Я хочу быть свободной – как ты – кричащей на всех переулках о том, какого кандидата ты выбрал, кусающей ногти перед телевизором во время подсчета голосов – кто же придет к власти? Победили ли те, за кого ты отдал голос? Я хочу испытывать твое волнение, я хочу знать, что не бесполезна, что моя галочка напротив чьей-то фамилии может что-то изменить. Я помню о том, какое это чудо – свобода. И знаешь, папа, если помню – еще смогу ее ощутить.
Глава третья
Раннее развитие
Первое слово, которое я произнесла, было «часы». Папа с мамой гордились тем, что у них такая странная и не похожая на других дочь – первое слово не «мама» и не «папа», первое слово – «часы». Остальные слова они уже не запоминали, не вносили в тетрадь, не упорядочивали в только им понятной системе.
Часы.
Часы, потому что они серьезно отнеслись к первому ребенку моей мамы и – какому? пятому? шестому? – ребенку отца. Читали новые, модные книги о том, как следует ребенка будить, кормить, одевать, развивать. Бросались ко мне, увидев, как длинная стрелка достигает цели, как подыгрывает короткой – еда, прогулка, дыхательное упражнение, перевернуть на животик, снова на спинку, снова на животик, укачать, вторая еда, вторая прогулка, снова – полуторачасовой – сон. Рядом ходила бабушка, охала, смеялась: «Мы в свое время оставляли детей в яслях и шли на завод, а вы как сумасшедшие с ребенком носитесь. Ребенок и сам вырасти может, без часов!»
Часы.
Первая книга, которую папа мне подарил, была о том, как определять время по часам. Мне было три – я умела читать, но не умела определять время. Раннее развитие! Отец был им одержим. Он хотел гениального ребенка. Я была шестой, но первой – впервые папа любил по-настоящему, впервые подходил к ребенку осознанно, так, что он становился его проектом. Отец хотел, чтобы дочь опередила время, понимала по часам, чтобы их – эти часы – обмануть.
Я научилась читать в три года. В три года знала содержание каждой приклеенной бумажки на доске с честной надписью «Объявления», висевшей при входе в нашу детсадовскую группу. Папа забирал меня вечером под восхищенные и умиленные взгляды воспитательниц («Вот что значит раннее развитие!»), скромно говорил, что его заслуги в этом нет, главное – продуманная методика, а потом все пойдет как по маслу. Я не понимала, в чем состоит моя исключительность, знала только, что меня забирают последней, потому что родители много работают, а бабушка живет на другом конце города. Иногда я просиживала часы вдвоем с воспитательницей – она что-то писала в огромной разлинованной тетради, а я играла в нее – в воспитательницу, расставив игрушки так, как стояли дети в нашей группе, совсем недавно, пока их не увели мамы и папы, бабушки и дедушки, братья и сестры.

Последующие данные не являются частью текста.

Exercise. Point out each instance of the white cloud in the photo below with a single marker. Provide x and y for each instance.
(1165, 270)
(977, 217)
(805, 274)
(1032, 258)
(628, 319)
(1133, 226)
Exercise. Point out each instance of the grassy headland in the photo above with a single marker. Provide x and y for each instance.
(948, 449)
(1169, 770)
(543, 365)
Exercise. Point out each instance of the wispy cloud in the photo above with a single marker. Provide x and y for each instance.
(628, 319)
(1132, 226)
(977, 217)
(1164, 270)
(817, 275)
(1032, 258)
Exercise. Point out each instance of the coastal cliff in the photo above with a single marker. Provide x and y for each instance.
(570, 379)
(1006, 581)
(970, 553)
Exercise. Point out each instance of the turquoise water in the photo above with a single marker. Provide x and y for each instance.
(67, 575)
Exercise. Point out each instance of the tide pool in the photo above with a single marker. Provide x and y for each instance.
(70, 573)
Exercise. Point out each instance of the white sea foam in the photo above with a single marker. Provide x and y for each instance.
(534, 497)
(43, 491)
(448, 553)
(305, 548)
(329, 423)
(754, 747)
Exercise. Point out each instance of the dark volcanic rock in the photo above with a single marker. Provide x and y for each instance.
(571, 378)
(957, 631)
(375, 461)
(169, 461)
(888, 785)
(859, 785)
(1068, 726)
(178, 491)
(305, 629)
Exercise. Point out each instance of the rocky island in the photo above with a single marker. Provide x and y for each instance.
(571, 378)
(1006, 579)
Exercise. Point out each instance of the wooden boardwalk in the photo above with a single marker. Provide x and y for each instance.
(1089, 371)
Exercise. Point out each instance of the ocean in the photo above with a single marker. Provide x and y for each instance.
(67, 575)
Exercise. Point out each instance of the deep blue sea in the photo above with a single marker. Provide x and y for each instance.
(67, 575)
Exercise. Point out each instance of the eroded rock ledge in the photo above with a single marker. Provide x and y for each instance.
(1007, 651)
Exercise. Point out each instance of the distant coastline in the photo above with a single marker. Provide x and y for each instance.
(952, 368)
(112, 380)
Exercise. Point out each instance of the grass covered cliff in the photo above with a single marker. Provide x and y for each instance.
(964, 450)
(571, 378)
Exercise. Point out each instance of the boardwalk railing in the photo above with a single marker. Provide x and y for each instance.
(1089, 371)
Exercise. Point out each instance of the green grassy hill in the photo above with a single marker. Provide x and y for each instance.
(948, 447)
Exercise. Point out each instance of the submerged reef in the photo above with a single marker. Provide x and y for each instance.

Я пошла в школу в пять лет. Я была младше всех в классе, но читала быстрее всех (у нас зачем-то измеряли скорость чтения по секундомеру), писала стихи (никто в моем городе так не делал, поэтому мне казалось, что я единственная оставшаяся в живых поэтесса, все остальные умерли и превратились в портреты, что висели в нашем школьном кабинете) и сочиняла сказки (мне хотелось верить, что в мире есть какие-то чудесные люди, которые его создали и не дадут ему пропасть; меня раздражали мои одноклассники, мне хотелось поскорее оказаться с чудесными людьми, я их придумывала, чтобы они меня защищали). Первая учительница часто хвалила меня при всем классе, говорила, что у меня интеллигентная семья, что в семье – что поделать – есть большая библиотека. Ни у кого из моих одноклассников не было библиотеки, они не любили читать, я чувствовала себя лишней и странной. Учительница просила меня декламировать длинные стихотворения при всем классе, потому что знала, что я легко запоминаю длинные стихотворения («С самого детства! Раннее развитие!»). Однажды она решила подарить всем детям книги. Мы должны были выбрать, какую хотим, – из каталога. Я не могла выбрать, потому что папа сказал, что почти все эти книги у нас уже есть. Всем детям заказали «Витя Малеев в школе и дома» (классика ведь), а мне одной «Баранкин, будь человеком!». Книги о том, как два мальчика превратились сначала в воробьев, а потом в бабочек и муравьев, в нашей домашней библиотеке почему-то не оказалось.
Я не ходила в четвертый класс, потому что отец записал меня в школу, где была программа «один-три». Эта программа значила, что за три года мы пройдем четыре класса, а я окончу школу раньше, чем мои сверстники, совсем скоро, еще раньше, быстрее минутной и часовой стрелки, обгоняя время.